CNFETS, on the other hand, are far more energy-efficient than silicon-based transistors, “an order of magnitude more… efficient” according to Max Shulaker who led the MIT team’s research. Unlike silicon-based transistors that are made at temperatures around 500 degrees Celsius,

CNFETs can be produced at near-room temperatures. "This means that you can actually build layers of circuits right on top of previously fabricated layers of circuits, to create a three-dimensional chip," Shulaker explains. "You can't do this with silicon-based technology, because you would melt the layers underneath." Such 3D computer chips made from CNFETs are expected to beat the performance of state-of-the-art 2D chips made from silicon by combining logic and memory functions.

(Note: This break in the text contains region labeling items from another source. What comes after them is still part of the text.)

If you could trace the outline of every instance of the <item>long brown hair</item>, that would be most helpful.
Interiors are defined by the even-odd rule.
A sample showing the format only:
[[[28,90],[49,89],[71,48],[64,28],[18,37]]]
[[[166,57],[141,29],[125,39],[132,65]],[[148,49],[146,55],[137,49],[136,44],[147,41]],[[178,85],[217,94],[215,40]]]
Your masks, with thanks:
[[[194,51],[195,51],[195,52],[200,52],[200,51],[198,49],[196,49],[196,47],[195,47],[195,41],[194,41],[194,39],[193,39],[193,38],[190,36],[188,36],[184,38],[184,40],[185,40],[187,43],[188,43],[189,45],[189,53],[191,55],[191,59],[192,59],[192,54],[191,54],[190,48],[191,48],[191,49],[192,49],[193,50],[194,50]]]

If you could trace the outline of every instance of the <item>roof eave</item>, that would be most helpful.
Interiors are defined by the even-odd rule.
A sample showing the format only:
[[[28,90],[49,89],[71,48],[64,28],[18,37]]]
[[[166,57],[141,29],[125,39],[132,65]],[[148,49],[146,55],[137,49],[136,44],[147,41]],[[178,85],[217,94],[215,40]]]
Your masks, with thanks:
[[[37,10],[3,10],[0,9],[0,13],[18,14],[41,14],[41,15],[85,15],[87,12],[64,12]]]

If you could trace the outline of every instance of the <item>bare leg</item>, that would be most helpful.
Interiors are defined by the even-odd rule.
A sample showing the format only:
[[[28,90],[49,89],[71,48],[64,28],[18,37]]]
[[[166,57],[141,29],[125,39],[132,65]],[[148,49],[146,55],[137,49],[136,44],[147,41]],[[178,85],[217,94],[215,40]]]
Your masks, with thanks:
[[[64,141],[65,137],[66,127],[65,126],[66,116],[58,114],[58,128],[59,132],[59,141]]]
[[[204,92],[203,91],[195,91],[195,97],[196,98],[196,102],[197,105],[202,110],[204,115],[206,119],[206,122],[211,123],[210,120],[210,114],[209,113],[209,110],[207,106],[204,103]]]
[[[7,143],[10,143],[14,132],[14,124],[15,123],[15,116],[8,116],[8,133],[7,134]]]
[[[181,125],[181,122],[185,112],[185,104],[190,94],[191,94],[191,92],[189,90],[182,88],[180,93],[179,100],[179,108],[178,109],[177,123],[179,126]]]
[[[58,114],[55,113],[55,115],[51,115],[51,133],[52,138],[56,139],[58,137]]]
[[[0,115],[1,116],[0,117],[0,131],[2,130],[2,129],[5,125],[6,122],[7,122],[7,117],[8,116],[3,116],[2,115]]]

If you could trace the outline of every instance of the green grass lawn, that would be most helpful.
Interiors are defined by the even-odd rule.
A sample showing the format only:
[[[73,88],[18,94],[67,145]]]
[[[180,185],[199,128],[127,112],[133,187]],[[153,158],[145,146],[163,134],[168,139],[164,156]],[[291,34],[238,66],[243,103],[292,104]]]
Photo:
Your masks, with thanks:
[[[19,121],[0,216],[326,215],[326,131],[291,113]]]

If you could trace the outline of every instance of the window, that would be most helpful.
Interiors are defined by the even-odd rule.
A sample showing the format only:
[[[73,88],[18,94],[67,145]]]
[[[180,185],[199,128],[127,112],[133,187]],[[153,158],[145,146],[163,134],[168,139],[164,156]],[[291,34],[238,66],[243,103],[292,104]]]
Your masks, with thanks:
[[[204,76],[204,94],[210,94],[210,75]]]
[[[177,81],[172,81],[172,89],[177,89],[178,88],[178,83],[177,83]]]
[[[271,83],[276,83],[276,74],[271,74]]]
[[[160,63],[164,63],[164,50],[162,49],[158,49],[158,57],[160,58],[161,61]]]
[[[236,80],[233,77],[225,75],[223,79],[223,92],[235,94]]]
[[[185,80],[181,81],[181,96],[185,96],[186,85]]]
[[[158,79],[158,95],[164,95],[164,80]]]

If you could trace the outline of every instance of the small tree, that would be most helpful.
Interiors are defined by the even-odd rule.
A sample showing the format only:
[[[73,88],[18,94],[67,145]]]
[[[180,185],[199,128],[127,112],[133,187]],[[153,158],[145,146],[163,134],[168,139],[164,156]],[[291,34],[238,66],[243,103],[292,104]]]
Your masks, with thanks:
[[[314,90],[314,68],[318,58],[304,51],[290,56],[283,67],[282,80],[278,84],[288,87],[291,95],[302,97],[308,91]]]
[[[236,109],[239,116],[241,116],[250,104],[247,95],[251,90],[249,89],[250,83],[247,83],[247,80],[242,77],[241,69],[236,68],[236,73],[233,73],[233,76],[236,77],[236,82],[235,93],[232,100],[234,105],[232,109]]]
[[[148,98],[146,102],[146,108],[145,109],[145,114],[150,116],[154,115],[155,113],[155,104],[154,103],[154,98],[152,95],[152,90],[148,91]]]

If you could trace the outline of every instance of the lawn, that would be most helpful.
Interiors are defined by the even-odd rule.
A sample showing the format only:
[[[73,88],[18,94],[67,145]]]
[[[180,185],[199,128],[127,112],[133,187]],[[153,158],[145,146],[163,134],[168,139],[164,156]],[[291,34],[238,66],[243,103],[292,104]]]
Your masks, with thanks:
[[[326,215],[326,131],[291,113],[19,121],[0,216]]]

MIT researchers holding silicon wafer.

MIT researchers Anthony Ratkovich, left, and Mindy D. Bishop, holding an example of a silicon wafer. Image credited to MIT


Fabricating CNFETs

CNFETs can be fabricated using various methods, however, one of the most effective ways to deposit nanotubes is called incubation. This method involves submerging a wafer in a bath of nanotubes until they stick to the wafer’s surface. 

Although the incubation method is practical for industry, this doesn’t align the nanotubes in a way that leads to ideal performance levels, which is dictated in large part by the deposition process. Nanotubes either stick to the wafer in random orientations or in the same direction, the latter being ideal but difficult to achieve. "It's really hard to lay down billions of tiny 1-nanometer diameter nanotubes in a perfect orientation across a large 200-millimeter wafer," Mindy Bishop, a PhD student in the Harvard-MIT Health Sciences and Technology program, explains. "To put these length scales into context, it's like trying to cover the entire state of New Hampshire in perfectly oriented dry spaghetti."

Following experiments, Bishop and the research team were able to conclude that the simple incubation process would work to produce a CNFET that could outperform silicon. 


1,100 Times Faster

Careful observations of the incubation process showed the researchers how they could alter it to make it more viable for industry. For example, they found that dry cycling, a method of intermittently drying out the submerged wafer, could reduce incubation time from two days to 150 seconds. 

After looking at the deposition technique used to make the CNFETs, Shulaker and colleagues made some changes to speed up the fabrication process by more than 1,100 times when compared to the conventional method while simultaneously reducing production costs. Their technique deposited CNTs edge-to-edge on the wafers. 

Shulaker said that his study represents "a giant step forward, to make that leap into production-level facilities." Bridging the gap between lab and industry is something that researchers "don't often get a chance to do," he adds. "But it's an important litmus test for emerging technologies."

The next step for the research team will be to build different types of integrated circuits out of CNFETs in an industrial setting and explore some of the new functions that a 3D chip could offer.